Golbaz Somayeh, Nabizadeh Ramin, Sajadi Haniye Sadat
1Department of Environmental Health Engineering, School of Public Health, Tehran University of Medical Sciences, Tehran, Iran.
2Health Services Management, National Institute for Health Research, Tehran University of Medical Sciences, Tehran, Iran.
J Environ Health Sci Eng. 2019 Feb 26;17(1):41-51. doi: 10.1007/s40201-018-00324-z. eCollection 2019 Jun.
A successful hospital solid waste (HSW) management needs an accurate estimation of waste generation rates. The conventional regression methods upon increasing the number of input variables hardly can predict the HSW generation rate and require more complex modeling. In return, application of machine learning methods seems to be able to increase the power of predicting the produced wastes.
To predict the HSW, Multiple Linear Regression(MLR) and several Neuron- and Kernel-based machine learning methods were employed to analyze data from hospitals of Karaj metropolis. The number of wards, active and occupied beds, staffs and inpatients, and ownership type and activity years of hospital were defined as the model inputs. In addition, proposed models performance was evaluated based on coefficient of determination (R) and Mean-Square Error (MSE).

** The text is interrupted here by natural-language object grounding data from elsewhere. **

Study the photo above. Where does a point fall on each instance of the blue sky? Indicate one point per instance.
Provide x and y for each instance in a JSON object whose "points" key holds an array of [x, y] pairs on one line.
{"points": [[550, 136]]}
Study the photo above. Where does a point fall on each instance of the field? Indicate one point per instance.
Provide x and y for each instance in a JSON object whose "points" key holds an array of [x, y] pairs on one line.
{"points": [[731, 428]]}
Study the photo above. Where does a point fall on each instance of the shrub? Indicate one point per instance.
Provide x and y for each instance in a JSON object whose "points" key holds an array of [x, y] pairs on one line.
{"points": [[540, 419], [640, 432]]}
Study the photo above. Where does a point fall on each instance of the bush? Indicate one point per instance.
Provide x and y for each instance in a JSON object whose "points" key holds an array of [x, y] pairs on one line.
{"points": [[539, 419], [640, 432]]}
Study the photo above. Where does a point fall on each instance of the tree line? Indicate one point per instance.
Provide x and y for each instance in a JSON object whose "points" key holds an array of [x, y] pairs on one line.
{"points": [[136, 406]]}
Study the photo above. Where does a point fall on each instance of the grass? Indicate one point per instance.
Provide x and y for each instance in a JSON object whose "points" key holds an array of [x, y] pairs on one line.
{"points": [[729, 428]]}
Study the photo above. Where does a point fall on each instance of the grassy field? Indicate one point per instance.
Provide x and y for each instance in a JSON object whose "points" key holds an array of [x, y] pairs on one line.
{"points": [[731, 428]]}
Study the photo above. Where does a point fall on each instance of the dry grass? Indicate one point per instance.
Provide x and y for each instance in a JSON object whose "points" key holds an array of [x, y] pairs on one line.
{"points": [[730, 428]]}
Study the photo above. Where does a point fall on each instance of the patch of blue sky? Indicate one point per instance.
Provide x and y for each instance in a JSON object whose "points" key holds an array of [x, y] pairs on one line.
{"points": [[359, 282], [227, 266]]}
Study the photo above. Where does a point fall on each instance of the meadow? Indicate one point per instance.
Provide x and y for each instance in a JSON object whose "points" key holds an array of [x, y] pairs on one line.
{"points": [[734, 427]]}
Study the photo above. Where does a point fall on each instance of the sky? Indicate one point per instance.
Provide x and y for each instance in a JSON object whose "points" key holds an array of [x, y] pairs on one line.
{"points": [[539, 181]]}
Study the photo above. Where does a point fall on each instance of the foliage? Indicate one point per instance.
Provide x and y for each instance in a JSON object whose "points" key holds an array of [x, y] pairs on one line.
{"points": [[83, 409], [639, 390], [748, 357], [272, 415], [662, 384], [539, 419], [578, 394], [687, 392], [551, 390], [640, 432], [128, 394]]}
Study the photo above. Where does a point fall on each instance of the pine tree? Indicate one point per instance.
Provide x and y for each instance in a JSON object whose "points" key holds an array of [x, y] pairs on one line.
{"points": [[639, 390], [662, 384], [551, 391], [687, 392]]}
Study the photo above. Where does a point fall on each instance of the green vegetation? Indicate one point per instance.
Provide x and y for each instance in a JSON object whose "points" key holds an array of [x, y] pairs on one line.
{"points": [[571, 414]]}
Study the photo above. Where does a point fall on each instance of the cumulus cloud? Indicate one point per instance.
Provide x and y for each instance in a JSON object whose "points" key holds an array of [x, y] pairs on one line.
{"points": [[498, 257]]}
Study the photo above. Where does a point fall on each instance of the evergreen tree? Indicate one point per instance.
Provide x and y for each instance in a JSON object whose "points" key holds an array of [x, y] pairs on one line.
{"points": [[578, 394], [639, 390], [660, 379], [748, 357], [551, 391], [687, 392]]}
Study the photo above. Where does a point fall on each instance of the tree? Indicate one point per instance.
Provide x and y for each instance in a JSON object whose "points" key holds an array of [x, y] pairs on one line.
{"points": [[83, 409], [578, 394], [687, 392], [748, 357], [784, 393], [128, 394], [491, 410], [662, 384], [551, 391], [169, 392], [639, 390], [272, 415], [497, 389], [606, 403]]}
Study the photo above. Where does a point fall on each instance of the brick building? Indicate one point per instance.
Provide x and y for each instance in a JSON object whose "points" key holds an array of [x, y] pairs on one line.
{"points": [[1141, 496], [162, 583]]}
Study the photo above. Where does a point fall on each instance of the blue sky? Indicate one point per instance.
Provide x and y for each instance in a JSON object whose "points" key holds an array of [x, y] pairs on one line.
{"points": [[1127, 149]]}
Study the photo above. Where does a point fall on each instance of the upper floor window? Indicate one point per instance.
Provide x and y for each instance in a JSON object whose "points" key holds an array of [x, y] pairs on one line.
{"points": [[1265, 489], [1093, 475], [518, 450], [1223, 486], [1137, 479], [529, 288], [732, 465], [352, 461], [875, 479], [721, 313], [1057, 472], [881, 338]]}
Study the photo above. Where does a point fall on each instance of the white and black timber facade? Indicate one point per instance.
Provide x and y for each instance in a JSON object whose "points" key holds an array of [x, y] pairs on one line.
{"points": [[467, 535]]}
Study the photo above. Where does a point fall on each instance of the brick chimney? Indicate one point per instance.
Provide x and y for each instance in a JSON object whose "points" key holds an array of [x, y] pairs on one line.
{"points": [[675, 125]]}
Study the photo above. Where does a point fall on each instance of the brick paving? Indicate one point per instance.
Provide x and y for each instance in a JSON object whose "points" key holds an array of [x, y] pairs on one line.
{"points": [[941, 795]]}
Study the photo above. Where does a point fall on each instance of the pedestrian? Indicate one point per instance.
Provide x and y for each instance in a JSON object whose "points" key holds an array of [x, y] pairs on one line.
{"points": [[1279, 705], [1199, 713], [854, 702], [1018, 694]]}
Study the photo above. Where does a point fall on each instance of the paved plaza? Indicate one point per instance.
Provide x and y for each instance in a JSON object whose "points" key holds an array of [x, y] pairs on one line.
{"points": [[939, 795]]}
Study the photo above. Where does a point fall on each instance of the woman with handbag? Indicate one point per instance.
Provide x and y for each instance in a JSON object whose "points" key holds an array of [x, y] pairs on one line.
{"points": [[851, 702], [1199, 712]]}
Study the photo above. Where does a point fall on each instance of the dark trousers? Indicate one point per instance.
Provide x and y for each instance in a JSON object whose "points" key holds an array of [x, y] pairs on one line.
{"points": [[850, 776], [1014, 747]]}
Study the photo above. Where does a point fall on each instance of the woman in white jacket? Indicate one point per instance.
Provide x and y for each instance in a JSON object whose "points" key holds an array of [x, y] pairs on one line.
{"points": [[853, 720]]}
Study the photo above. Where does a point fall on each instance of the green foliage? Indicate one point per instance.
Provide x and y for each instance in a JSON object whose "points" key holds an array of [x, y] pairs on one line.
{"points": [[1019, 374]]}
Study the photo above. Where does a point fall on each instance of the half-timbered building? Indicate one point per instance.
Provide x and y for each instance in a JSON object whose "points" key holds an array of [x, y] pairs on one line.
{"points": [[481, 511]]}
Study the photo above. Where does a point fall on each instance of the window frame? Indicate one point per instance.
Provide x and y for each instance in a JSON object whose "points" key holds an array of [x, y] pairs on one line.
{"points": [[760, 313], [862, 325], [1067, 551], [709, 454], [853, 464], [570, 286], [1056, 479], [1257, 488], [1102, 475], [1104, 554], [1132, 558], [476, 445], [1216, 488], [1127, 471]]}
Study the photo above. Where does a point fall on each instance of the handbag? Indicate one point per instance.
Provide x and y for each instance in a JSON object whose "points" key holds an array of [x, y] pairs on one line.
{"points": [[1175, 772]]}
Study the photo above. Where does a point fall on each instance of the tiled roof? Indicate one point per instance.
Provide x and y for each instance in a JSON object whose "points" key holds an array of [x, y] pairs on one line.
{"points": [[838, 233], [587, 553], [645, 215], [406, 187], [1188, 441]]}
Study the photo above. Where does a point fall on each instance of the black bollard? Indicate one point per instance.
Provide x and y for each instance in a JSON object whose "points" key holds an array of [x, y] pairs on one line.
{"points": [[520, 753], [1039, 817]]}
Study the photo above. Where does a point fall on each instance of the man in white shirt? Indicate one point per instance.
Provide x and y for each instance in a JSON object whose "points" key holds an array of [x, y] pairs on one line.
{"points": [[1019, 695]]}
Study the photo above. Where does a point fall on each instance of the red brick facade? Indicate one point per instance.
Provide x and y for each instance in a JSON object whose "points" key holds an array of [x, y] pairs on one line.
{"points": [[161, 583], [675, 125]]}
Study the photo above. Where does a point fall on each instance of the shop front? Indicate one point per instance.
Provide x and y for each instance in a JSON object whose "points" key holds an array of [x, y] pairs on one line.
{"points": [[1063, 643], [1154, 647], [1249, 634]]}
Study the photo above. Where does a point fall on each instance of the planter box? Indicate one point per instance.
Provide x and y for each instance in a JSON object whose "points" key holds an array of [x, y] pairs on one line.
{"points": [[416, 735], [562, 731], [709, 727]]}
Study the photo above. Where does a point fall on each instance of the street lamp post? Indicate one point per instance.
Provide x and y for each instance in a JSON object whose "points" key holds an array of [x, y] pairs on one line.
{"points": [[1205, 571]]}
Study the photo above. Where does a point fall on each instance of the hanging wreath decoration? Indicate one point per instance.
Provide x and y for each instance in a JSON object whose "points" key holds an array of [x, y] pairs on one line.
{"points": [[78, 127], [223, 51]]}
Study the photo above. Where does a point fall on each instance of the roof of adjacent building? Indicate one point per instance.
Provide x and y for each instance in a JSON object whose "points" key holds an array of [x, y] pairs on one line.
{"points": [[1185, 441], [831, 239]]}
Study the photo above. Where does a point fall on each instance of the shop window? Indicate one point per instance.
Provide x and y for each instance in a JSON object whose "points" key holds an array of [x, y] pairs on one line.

The performance of Neuron- and Kernel-based machine learning methods indicated that both models were satisfactory in predicting HSW. However, the better results of 0.82-0.86 for average R value and 0.003-0.008 for average MSE value, indicated relative superiority of Kernel-based models compared to Neuron based (average R = 0.68-0.74, average MSE = 0.009-0.023) and MLR models. Number of staffs and hospital ownership type were the most influential model variables in predicting the HSW generation rate.
The machine learning methods could interpret the relationship between waste generation rate and model inputs, appropriately. Thus, they may play an effective role in developing cost-effective methods for suitable HSW management.
成功的医院固体废物(HSW)管理需要准确估计废物产生率。传统回归方法在增加输入变量数量时很难预测HSW产生率,并且需要更复杂的建模。相比之下,应用机器学习方法似乎能够提高预测产生废物的能力。
为了预测HSW,采用多元线性回归(MLR)以及几种基于神经元和核的机器学习方法来分析卡拉季市医院的数据。病房数量、活跃和占用床位、工作人员和住院患者数量,以及医院的所有权类型和运营年限被定义为模型输入。此外,基于决定系数(R)和均方误差(MSE)对所提出模型的性能进行评估。
基于神经元和核的机器学习方法的性能表明,这两种模型在预测HSW方面都令人满意。然而,平均R值为0.82 - 0.86,平均MSE值为0.003 - 0.008的更好结果表明,与基于神经元的模型(平均R = 0.68 - 0.74,平均MSE = 0.009 - 0.023)和MLR模型相比,基于核的模型具有相对优势。工作人员数量和医院所有权类型是预测HSW产生率时最具影响力的模型变量。
机器学习方法能够适当地解释废物产生率与模型输入之间的关系。因此,它们可能在开发具有成本效益的合适HSW管理方法中发挥有效作用。